Velocity Reviews - Computer Hardware Reviews

Velocity Reviews > Newsgroups > Programming > C Programming > Re: Storage management techniques in C

Reply
Thread Tools

Re: Storage management techniques in C

 
 
BGB / cr88192
Guest
Posts: n/a
 
      12-24-2009

"Richard Harter" <(E-Mail Removed)> wrote in message
news:(E-Mail Removed)...
>
>
> In this thread I would like to explore storage allocation
> techniques in C programming.
>
> One of the performance issues of concern in C programming is the
> amount of time spent in allocating and deallocating storage. In
> measurements that I have made and that others have reported
> upwards of 25% of the time used is spent in the allocator - and
> it can be much higher, depending on the allocator design.
>
> The issue is simple; the more calls that are made to malloc and
> free, the greater the time cost of memory allocation. What is
> more, the likelihood of memory leaks goes up with the number of
> calls to the allocator.
>
> What should be done to reduce the cost of allocation?
>


<snip>

one thing that generally works fairly well IME for lots of objects all of a
particular type and size (a fairly common case IME), is to have a special
"free" function which doesn't actually free the object, but instead adds it
to a type-specific free-list.

when allocating an object, first one can check that the free-list is not
NULL, and if this is the case, simply grab the first item and update the
list to the next item.

if the list is empty, fall back to a more general purpose allocator.
periodically, one may also free the free list (for example, via a GC
callback, to maintain a memory quota, ...).

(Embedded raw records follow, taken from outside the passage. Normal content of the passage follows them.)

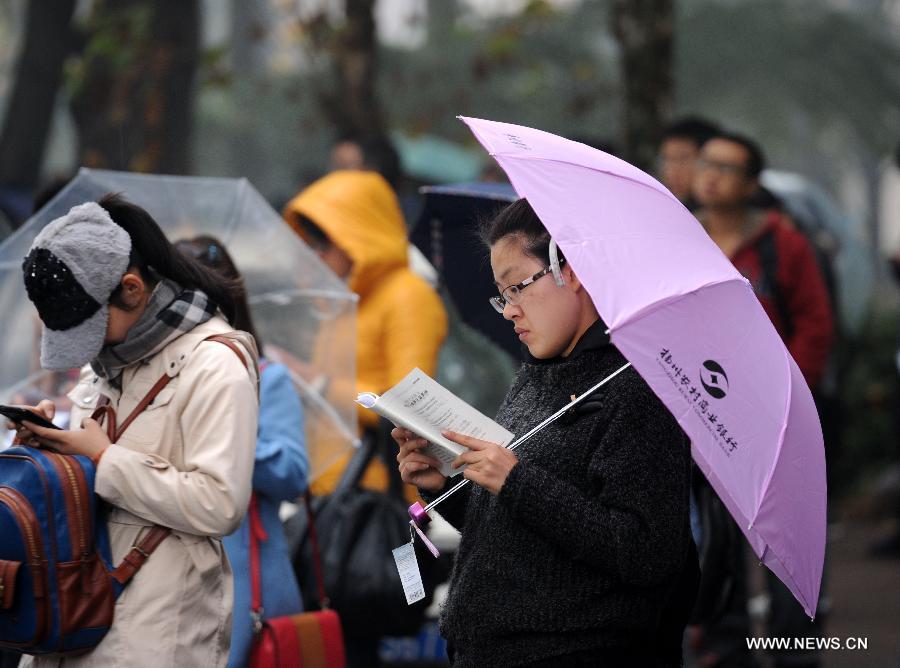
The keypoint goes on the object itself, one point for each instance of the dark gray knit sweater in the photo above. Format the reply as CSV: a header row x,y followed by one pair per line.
x,y
579,551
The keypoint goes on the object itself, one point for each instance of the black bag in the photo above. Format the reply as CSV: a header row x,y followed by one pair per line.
x,y
357,529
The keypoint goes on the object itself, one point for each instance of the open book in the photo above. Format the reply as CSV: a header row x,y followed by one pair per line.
x,y
425,407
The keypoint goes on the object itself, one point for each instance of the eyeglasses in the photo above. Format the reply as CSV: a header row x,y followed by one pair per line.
x,y
725,168
513,294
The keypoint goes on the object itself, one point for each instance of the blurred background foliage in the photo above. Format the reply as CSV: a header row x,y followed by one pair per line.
x,y
263,88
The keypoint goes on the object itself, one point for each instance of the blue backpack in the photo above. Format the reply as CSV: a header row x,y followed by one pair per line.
x,y
58,586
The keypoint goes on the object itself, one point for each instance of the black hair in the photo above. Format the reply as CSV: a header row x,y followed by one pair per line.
x,y
692,128
155,257
756,161
380,156
519,219
210,252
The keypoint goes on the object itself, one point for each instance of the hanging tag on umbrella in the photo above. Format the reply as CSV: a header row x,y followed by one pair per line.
x,y
408,568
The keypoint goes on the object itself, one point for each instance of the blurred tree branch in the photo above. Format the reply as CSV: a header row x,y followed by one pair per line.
x,y
26,128
644,30
352,104
132,89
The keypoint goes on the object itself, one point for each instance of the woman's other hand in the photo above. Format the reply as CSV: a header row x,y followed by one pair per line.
x,y
487,464
91,440
417,468
24,435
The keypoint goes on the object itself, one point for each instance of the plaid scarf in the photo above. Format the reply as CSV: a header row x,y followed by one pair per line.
x,y
170,313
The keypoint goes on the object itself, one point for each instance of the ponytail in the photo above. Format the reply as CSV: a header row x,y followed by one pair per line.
x,y
519,220
155,258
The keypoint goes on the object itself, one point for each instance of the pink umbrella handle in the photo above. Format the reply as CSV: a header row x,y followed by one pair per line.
x,y
418,514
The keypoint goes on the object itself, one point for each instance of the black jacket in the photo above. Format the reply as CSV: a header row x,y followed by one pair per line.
x,y
581,552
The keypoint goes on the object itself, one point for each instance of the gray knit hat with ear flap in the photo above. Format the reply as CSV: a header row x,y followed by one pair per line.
x,y
72,269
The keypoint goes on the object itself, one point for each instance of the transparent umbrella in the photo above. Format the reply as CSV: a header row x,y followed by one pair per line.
x,y
304,314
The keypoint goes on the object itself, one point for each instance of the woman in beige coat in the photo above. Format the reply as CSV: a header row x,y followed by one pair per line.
x,y
113,292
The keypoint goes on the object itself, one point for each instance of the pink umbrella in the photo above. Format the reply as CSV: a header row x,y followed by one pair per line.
x,y
691,326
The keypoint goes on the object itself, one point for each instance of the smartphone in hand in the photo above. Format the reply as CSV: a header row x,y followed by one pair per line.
x,y
19,415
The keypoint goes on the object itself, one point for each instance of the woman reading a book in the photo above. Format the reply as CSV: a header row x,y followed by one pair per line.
x,y
575,548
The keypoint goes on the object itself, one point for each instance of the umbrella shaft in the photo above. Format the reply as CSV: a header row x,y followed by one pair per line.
x,y
515,444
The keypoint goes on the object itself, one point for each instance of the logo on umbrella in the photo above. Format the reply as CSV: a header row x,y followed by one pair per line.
x,y
714,379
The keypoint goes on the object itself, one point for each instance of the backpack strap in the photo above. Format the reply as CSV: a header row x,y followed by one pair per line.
x,y
768,264
137,556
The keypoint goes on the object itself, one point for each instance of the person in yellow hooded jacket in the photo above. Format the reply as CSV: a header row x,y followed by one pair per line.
x,y
353,221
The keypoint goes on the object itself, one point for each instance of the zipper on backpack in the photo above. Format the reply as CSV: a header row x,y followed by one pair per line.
x,y
30,527
76,492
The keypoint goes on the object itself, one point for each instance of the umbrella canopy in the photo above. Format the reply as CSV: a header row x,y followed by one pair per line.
x,y
304,314
447,229
692,327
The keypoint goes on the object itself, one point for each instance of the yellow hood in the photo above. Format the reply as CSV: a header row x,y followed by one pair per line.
x,y
361,215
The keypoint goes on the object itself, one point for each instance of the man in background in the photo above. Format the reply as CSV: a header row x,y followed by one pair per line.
x,y
781,266
677,155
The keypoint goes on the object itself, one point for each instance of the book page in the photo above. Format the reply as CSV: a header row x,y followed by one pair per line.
x,y
425,407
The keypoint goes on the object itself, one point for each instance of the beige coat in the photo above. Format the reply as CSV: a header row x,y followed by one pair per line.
x,y
185,463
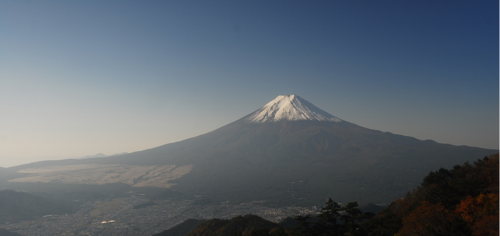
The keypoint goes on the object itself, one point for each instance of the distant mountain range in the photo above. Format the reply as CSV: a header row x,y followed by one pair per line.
x,y
287,152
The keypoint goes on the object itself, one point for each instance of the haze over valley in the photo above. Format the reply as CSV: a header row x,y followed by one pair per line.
x,y
233,117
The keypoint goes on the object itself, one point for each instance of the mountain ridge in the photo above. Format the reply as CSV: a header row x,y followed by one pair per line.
x,y
293,162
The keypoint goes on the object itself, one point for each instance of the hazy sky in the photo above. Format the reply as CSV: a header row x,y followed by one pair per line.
x,y
83,77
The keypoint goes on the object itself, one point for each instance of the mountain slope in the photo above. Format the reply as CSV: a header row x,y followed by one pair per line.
x,y
287,160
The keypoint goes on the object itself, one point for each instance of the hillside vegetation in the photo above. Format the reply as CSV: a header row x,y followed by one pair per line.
x,y
462,200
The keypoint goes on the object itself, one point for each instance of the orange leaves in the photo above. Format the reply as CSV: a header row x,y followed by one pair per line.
x,y
481,213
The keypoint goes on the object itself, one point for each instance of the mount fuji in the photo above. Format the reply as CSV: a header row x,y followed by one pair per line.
x,y
287,152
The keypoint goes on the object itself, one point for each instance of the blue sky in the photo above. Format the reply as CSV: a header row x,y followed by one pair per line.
x,y
82,77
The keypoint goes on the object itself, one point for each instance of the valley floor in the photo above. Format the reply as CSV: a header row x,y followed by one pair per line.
x,y
118,217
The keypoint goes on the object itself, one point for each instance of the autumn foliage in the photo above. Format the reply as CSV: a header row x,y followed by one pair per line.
x,y
460,201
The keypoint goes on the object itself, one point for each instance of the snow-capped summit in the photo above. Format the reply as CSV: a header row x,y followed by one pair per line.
x,y
289,107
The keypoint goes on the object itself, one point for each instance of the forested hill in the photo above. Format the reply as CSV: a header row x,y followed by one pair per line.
x,y
460,201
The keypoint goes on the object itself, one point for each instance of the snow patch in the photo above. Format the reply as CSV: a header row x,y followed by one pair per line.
x,y
289,107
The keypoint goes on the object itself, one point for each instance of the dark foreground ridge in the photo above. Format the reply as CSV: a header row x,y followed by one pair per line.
x,y
459,201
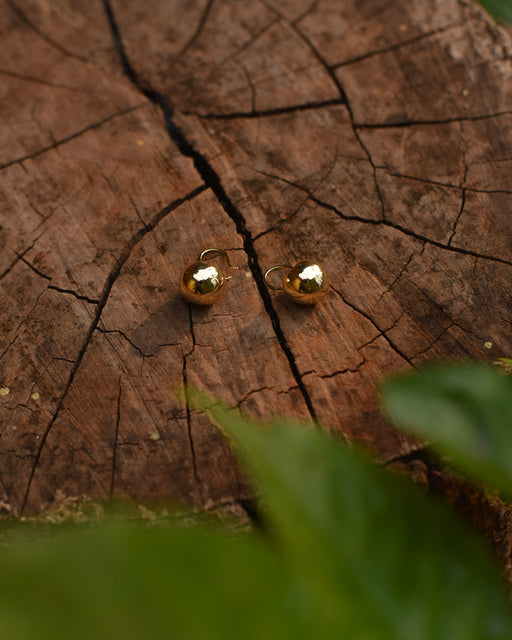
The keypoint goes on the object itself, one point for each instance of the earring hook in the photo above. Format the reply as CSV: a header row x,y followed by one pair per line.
x,y
270,286
215,250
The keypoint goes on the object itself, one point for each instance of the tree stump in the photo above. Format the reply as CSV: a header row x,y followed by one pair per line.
x,y
372,135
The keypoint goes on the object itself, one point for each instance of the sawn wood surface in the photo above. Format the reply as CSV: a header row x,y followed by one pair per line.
x,y
374,136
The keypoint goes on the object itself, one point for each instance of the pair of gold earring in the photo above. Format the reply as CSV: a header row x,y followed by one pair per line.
x,y
203,283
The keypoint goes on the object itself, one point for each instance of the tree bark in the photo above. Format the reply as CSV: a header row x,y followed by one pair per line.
x,y
374,136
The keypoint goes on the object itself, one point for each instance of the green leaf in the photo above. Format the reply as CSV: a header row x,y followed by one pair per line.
x,y
380,560
501,10
126,582
465,412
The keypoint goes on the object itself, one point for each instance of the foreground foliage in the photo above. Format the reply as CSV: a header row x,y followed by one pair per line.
x,y
501,10
350,551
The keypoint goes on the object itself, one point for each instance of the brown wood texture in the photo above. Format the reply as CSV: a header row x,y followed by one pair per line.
x,y
373,135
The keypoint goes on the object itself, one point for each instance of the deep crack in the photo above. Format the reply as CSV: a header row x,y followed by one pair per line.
x,y
109,283
212,180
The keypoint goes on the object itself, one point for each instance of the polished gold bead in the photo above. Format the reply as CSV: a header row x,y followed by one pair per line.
x,y
201,283
305,283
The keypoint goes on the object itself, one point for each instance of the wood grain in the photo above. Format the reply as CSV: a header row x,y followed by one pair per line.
x,y
374,136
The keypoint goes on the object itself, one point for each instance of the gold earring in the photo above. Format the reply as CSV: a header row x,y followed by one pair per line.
x,y
305,283
202,283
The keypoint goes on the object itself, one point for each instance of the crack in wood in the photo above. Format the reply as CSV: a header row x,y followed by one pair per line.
x,y
187,396
375,325
22,16
109,283
72,136
396,46
265,113
393,225
116,438
198,30
212,180
415,123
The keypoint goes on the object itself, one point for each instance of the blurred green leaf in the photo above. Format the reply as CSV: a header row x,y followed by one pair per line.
x,y
501,10
464,411
380,560
126,582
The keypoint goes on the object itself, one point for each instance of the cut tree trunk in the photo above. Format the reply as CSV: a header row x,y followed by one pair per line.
x,y
372,135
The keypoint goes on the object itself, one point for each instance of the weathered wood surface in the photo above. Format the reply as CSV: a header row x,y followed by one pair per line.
x,y
375,136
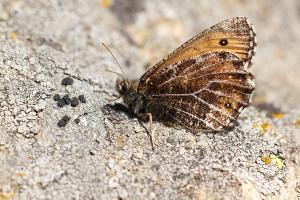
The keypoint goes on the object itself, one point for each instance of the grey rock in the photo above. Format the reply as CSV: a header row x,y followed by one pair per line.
x,y
42,42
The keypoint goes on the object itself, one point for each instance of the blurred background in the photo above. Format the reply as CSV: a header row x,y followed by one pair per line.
x,y
141,32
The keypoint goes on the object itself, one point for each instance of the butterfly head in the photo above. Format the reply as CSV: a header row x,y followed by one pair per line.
x,y
126,86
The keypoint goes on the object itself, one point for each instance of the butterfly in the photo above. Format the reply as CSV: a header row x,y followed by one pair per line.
x,y
202,85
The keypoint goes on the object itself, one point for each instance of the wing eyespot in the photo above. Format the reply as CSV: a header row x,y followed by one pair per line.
x,y
223,42
228,105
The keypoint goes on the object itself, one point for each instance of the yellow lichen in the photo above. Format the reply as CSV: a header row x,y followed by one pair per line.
x,y
266,159
105,3
13,35
6,196
297,123
264,127
277,115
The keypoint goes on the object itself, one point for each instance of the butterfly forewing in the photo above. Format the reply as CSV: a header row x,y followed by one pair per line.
x,y
235,35
204,92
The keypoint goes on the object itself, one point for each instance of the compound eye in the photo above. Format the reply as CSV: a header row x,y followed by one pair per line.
x,y
223,42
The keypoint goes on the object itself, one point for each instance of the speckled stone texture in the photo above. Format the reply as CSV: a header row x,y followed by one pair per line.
x,y
103,152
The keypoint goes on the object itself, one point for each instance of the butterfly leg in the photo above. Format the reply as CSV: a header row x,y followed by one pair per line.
x,y
150,130
148,117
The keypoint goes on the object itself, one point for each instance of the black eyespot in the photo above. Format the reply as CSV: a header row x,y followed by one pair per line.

in general, this can notably speed up object allocation/deallocation for a
given object type.



 
Reply With Quote
 
 
 
 
BGB / cr88192
Guest
Posts: n/a
 
      12-31-2009

"Richard Harter" <(E-Mail Removed)> wrote in message
news:(E-Mail Removed)...
> On Thu, 24 Dec 2009 15:31:21 -0700, "BGB / cr88192"
> <(E-Mail Removed)> wrote:
>
>>
>>"Richard Harter" <(E-Mail Removed)> wrote in message
>>news:(E-Mail Removed)...

> <snip>
>>
>>one thing that generally works fairly well IME for lots of objects all of
>>a
>>particular type and size (a fairly common case IME), is to have a special
>>"free" function which doesn't actually free the object, but instead adds
>>it
>>to a type-specific free-list.
>>
>>when allocating an object, first one can check that the free-list is not
>>NULL, and if this is the case, simply grab the first item and update the
>>list to the next item.
>>
>>if the list is empty, fall back to a more general purpose allocator.
>>periodically, one may also free the free list (for example, via a GC
>>callback, to maintain a memory quota, ...).
>>
>>in general, this can notably speed up object allocation/deallocation for a
>>given object type.

>
> It's a good technique; I've used it myself. However there are
> situations where it doesn't work very well. See my reply to
> bartc.
>


cases where objects are used in bursts, partial solutions:
keep track of number of free items and start freeing if there are too many;
in some cases, maybe register a callback with the GC which can trigger bulk
freeing if memory is tight.

fragmentation:
allocate objects in lumps (granted, this may not always turn out well, and
may require special MM/GC support).

actually, I have not really had too many problems with fragmentation IME,
although I suspect this may be due to my usage of generally "unorthodox"
allocator algos (AKA: bitmap and cell-based allocators, which oddly almost
no one too far outside LISP-land tend to use...).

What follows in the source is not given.